AI & I

This AI Makes a Video Game World in 40 Milliseconds

Decart cofounder Dean Leitersdorf built a model that edits live video as it streams—here’s what he learned building it

TL;DR: Today we’re releasing a new episode of our podcast AI & I. Dan Shipper sits down with Dean Leitersdorf, cofounder and CEO of Decart, the creator of the only real-time video-to-video model in the world. Watch on X or YouTube, or listen on Spotify or Apple Podcasts. Here’s a link to the episode transcript.

Was this newsletter forwarded to you? Sign up to get it in your inbox.

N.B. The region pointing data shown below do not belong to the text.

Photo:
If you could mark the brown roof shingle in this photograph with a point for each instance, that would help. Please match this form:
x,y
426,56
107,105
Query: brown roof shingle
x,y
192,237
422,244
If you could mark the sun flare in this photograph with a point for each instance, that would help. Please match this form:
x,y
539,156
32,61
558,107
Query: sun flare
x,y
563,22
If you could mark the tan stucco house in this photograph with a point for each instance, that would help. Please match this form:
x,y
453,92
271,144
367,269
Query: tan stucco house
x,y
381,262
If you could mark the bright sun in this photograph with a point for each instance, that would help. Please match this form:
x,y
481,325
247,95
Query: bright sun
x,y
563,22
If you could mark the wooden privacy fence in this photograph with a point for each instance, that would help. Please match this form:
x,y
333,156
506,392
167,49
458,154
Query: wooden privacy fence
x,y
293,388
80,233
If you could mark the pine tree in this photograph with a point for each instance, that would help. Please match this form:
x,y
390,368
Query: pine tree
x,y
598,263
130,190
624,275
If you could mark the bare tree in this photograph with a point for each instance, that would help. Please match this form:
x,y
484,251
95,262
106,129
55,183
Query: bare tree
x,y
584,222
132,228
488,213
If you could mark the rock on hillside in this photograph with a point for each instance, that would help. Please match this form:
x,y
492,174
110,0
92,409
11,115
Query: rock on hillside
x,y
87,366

At first glance Dean Leitersdorf looks like every other startup founder on a Zoom call: wavy hair, spectacles, a plain black t-shirt.

Then mid-sentence he’s transformed into a wizard conjuring light from his hands. A few seconds later, he’s a Lego figurine, spectacles now molded in yellow plastic. Each avatar looks just like him, mirroring his expressions and movements in real time, from adjusting his glasses to the exact sync of his lips as he speaks.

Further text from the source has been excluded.